Earlier this month, the historic Penn Center, a 50-acre site in St Helena Island, South Carolina, that served as one of the nation’s first schools for formerly enslaved people of African descent in the 1860s, joined a Unesco network. It was named one of 22 places around the world that holds significance for its preservation of enslaved people’s history by the Unesco Network of Places of History and Memory.
The network is part of the organization’s Routes of Enslaved Peoples: Resistance, Liberty and Heritage program that was launched in 1994 to recognize the history of slavery and its impact on the world. Over the course of the five-year initiative, the institutions’ staffs will share sustainability practices and create shared activities through the international network.
“The legacy of the transatlantic slave trade still scars our societies. We must remember the places which bear witness to one of humanity’s greatest crimes,” Audrey Azoulay, Unesco’s director general, said in a statement. “Preserving and visiting these places will help us honour the memory of its millions of victims, advance scientific knowledge and educate new generations.”
Founded in 1862 by northern abolitionists, the Penn Center, formerly known as the Penn School, was one of the first schools for formerly enslaved people of African descent in the southern US. After the school’s closing in 1948, the center became a hub for social justice organizing and the civil rights movement in the 1950s and 60s. Dr Martin Luther King Jr and the staff of the civil rights group the Southern Christian Leadership Council used the center as a safe haven for interracial dialogue during segregation. Designated a national historic landmark in 1974, the Penn Center now serves to preserve the history and culture of the Gullah Geechee community and to promote social justice.
The Unesco network designation underscores the significance of the Penn Center’s role in the global story of enslavement, of which historians have only captured “the tip of the iceberg”, said the center’s executive director, Robert Adams. “We’ve inherited the story of enslavement as a fragmented story,” he said. “It has a wholeness that has, here to date, eluded us, and this is that whole process of putting those pieces back together and doing it in a collective way.”
Along with the Penn Center, Abraham Lincoln’s cottage in Washington DC, the Black History Museum and Cultural Center of Virginia and the International African American Museum in Charleston, South Carolina, are other US sites listed in the network. Institutions in Brazil, Canada, Colombia, Ghana, Haiti, the Netherlands, Mexico and Nigeria are also included.

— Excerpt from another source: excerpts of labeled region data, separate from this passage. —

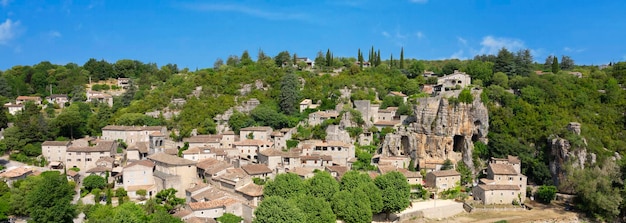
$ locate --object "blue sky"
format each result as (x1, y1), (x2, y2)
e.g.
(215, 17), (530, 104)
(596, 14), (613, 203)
(0, 0), (626, 70)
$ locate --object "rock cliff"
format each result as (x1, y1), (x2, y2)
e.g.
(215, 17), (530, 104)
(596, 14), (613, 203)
(381, 90), (489, 168)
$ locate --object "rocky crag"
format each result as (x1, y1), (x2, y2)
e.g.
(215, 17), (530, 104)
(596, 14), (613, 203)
(381, 90), (489, 168)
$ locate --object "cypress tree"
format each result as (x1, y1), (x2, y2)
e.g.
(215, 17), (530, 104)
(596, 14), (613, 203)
(552, 57), (559, 74)
(400, 47), (404, 69)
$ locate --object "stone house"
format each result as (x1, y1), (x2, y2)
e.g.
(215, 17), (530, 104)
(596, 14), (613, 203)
(148, 153), (198, 197)
(41, 141), (72, 163)
(101, 125), (167, 146)
(300, 154), (333, 169)
(4, 104), (24, 115)
(241, 164), (274, 179)
(424, 169), (461, 193)
(307, 110), (339, 126)
(46, 94), (69, 108)
(86, 91), (113, 107)
(437, 70), (472, 91)
(270, 128), (295, 149)
(387, 91), (409, 103)
(122, 160), (157, 198)
(65, 140), (117, 170)
(301, 140), (355, 166)
(0, 166), (33, 186)
(239, 126), (273, 140)
(233, 139), (272, 162)
(183, 147), (215, 161)
(472, 156), (527, 204)
(188, 198), (242, 219)
(183, 135), (222, 148)
(15, 96), (41, 105)
(126, 142), (150, 160)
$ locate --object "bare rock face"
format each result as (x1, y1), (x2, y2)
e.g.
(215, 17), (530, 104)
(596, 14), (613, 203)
(382, 91), (489, 168)
(548, 122), (596, 188)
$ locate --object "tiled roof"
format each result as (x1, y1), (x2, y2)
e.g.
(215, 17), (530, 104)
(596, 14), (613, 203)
(236, 183), (263, 197)
(102, 125), (164, 132)
(233, 139), (273, 146)
(41, 141), (71, 146)
(429, 170), (461, 177)
(489, 163), (517, 175)
(124, 160), (154, 168)
(0, 166), (33, 178)
(148, 153), (196, 166)
(189, 198), (238, 211)
(241, 164), (272, 175)
(87, 166), (112, 173)
(478, 184), (520, 191)
(239, 126), (272, 132)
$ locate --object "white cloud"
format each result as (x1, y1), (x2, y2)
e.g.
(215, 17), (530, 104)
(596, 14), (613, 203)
(0, 19), (20, 45)
(563, 47), (587, 53)
(450, 50), (467, 60)
(184, 3), (309, 20)
(479, 36), (525, 55)
(415, 31), (426, 39)
(456, 37), (467, 46)
(48, 30), (61, 38)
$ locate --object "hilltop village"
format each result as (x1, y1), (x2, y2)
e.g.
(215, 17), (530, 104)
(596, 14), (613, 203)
(0, 68), (527, 222)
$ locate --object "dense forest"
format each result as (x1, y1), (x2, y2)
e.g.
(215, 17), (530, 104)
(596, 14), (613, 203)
(0, 47), (626, 220)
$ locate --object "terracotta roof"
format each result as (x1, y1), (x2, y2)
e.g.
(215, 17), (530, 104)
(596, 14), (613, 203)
(183, 135), (222, 143)
(67, 140), (115, 152)
(287, 167), (315, 177)
(429, 170), (461, 177)
(148, 153), (196, 166)
(189, 198), (238, 211)
(185, 217), (217, 223)
(41, 141), (71, 146)
(389, 91), (406, 97)
(185, 183), (211, 193)
(0, 166), (33, 178)
(239, 126), (272, 132)
(233, 139), (273, 146)
(478, 184), (520, 191)
(507, 155), (522, 164)
(241, 164), (272, 175)
(87, 166), (112, 173)
(124, 160), (154, 168)
(102, 125), (165, 132)
(127, 142), (148, 153)
(396, 168), (422, 178)
(315, 140), (351, 147)
(488, 163), (517, 175)
(236, 183), (263, 197)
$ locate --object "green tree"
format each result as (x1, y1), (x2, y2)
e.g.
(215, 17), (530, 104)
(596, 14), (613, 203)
(552, 57), (560, 74)
(279, 73), (300, 115)
(154, 188), (185, 214)
(263, 173), (306, 199)
(83, 174), (107, 191)
(374, 171), (411, 219)
(26, 171), (76, 222)
(215, 213), (243, 223)
(331, 190), (372, 223)
(252, 196), (306, 223)
(307, 171), (339, 201)
(295, 194), (337, 223)
(537, 185), (556, 204)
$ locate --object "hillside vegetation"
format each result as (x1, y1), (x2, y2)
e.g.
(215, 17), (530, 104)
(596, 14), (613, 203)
(0, 49), (626, 220)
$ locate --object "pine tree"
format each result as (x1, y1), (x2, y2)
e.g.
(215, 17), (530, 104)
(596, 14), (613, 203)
(552, 57), (559, 74)
(400, 47), (404, 69)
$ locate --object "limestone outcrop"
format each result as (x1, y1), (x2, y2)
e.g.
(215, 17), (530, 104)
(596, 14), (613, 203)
(381, 90), (489, 168)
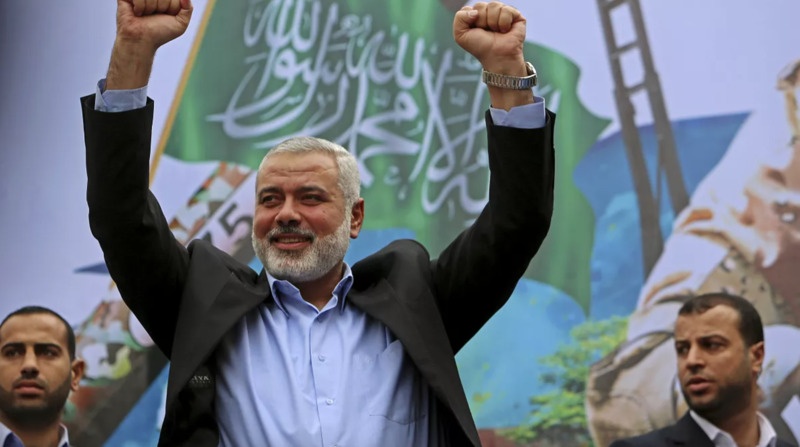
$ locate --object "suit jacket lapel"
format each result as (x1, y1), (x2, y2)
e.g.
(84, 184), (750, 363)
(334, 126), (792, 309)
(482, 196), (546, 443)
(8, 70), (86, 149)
(167, 269), (270, 405)
(347, 279), (479, 445)
(664, 411), (714, 447)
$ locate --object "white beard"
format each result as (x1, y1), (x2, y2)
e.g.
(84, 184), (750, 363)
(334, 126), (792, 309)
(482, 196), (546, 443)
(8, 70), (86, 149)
(252, 214), (351, 283)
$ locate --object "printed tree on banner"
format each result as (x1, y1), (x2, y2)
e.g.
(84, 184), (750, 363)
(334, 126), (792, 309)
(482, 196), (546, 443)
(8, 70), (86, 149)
(153, 0), (608, 311)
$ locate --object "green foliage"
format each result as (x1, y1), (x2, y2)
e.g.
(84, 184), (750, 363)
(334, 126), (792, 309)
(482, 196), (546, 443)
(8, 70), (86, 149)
(503, 316), (627, 446)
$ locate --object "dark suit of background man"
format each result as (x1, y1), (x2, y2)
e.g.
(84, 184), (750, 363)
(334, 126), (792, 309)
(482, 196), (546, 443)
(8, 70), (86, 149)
(611, 293), (791, 447)
(82, 0), (555, 447)
(0, 306), (85, 447)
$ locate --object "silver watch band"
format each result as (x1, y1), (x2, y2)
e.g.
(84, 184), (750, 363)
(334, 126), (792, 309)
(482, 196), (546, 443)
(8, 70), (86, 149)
(481, 62), (537, 90)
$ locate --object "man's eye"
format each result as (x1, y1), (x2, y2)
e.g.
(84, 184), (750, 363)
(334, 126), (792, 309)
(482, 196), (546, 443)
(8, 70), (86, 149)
(3, 349), (22, 358)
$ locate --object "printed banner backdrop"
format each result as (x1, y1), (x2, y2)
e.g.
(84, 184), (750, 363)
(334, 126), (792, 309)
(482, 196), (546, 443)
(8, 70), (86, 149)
(0, 0), (800, 447)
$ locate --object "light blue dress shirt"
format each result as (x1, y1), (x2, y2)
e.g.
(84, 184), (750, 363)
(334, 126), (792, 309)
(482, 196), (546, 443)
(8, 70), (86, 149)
(95, 80), (546, 447)
(0, 423), (69, 447)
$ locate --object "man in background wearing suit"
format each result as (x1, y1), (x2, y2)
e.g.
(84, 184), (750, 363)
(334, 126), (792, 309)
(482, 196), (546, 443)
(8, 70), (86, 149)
(0, 306), (85, 447)
(611, 293), (791, 447)
(82, 0), (555, 447)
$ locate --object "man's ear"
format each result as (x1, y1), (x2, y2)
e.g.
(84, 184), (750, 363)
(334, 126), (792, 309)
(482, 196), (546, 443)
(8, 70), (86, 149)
(350, 197), (364, 239)
(70, 358), (86, 392)
(748, 341), (764, 378)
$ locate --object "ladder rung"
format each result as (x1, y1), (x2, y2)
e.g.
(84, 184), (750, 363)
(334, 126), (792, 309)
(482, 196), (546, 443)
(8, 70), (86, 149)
(625, 82), (645, 95)
(600, 0), (628, 10)
(611, 39), (639, 57)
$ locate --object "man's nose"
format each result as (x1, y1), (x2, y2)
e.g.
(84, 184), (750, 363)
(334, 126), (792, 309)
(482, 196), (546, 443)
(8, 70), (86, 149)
(686, 346), (705, 369)
(21, 349), (39, 377)
(275, 199), (300, 226)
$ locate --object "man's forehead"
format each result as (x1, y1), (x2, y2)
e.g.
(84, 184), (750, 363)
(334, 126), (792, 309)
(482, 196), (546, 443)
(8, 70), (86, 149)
(675, 305), (739, 340)
(0, 313), (67, 347)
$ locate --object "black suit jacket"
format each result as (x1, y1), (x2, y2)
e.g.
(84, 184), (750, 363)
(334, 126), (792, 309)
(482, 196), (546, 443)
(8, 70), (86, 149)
(82, 95), (555, 447)
(610, 412), (794, 447)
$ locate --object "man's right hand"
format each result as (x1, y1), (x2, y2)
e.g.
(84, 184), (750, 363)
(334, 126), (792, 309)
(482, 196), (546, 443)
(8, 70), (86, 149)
(106, 0), (193, 90)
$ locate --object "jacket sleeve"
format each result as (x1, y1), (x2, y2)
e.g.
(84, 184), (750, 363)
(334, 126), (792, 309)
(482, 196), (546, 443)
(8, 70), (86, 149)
(81, 95), (189, 357)
(432, 111), (555, 351)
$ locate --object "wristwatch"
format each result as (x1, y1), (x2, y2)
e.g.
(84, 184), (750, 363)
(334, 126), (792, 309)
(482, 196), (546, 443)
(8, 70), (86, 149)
(482, 62), (537, 90)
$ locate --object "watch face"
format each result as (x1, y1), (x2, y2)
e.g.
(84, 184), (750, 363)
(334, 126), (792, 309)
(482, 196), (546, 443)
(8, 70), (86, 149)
(482, 62), (537, 90)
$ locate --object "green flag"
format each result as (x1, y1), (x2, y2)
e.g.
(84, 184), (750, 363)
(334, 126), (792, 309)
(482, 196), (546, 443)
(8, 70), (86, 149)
(160, 0), (607, 316)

By sharing resources and brainstorming ideas, Adams hopes that the network will uncover overlapping histories and form a roadmap for later generations. The collaboration could help the institutions, he said, “ask those fundamental questions: how can we project into the future and tell these stories for today and tomorrow?”
For instance, network partners may discuss the global threat of sea level rise and how that affects the African diaspora in the south-east US as well as communities along the west African coast. “We can come together and think through both preserving the past in the face of climate change,” Adams said, “but also to think about how people can overcome the challenges that were created by enslavement and by colonialism.”